En mis ensayos he procurado no sacralizar ni  satanizar a sus protagonistas, aunque tal vez no lo haya logrado siempre. En todo caso entiendo que será siempre una tarea demasiado ardua ofrecer una valoración histórica completamente objetiva desde nuestra perspectiva subjetiva. Por mucho que intentemos demostrar objetividad siempre nuestros puntos de vistas llevarán la impronta de nuestra formación y carácter. En general pudiera resultar efectivo hacer un balance global para llegar a conclusiones sobre si una figura o institución  fue "positiva" o "negativa" según su aporte a un determinado proyecto de progreso, pero me parece más  importante procurar el análisis de los móviles clasistas que la impulsaron.

Considero que es necesario producir análisis a partir de las herramientas teóricas del historiador. Nuestros trabajos, no han renunciado a un instrumento fundamental del marxismo: el estudio de las clases sociales, punto de partida para muchas explicaciones sobre el origen de la dominación. Estimo pertinente utilizar las leyes de la historia, pero no aferrarse rígidamente a ellas ni desestimar las formas particulares que adoptan en contextos específicos. Además, en la explicación de determinados fenómenos siempre puede estar rondando el elemento irracional. Bajo qué leyes de la historia se puede explicar la conducta irracional de las masas a la caída de Machado. Las organizaciones que reunían  a los sectores populares y  habían diseñado una estrategia para la toma del poder político, no pudieron imponer su programa, no solo por la astucia de los personeros del imperialismo y la falta de unidad entre ellas,  sino también porque una parte de las masas se complació con arrastrar por las calles a los sicarios de Machado. Este episodio merece un estudio sobre la psicopatología de  masas.
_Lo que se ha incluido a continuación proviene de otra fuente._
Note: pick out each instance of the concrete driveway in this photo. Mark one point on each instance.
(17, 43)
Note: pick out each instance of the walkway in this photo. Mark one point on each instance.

A veces, en situaciones de crisis, los acontecimientos toman un ritmo tan vertiginoso e insólito que superan nuestro horizonte teórico. En estos casos, será siempre necesario proponernos elaborar los conceptos correspondientes partiendo de consideraciones propias. 

Entiendo que resulta preciso utilizar fuentes diversas, provenientes de todos los sectores que actúan en un acontecimiento político dado y verificar  la manera en que estos sectores se enfrentan o se unifican. Es también imprescindible someter a crítica las fuentes, porque ellas mismas pueden inducirnos a errores de apreciación.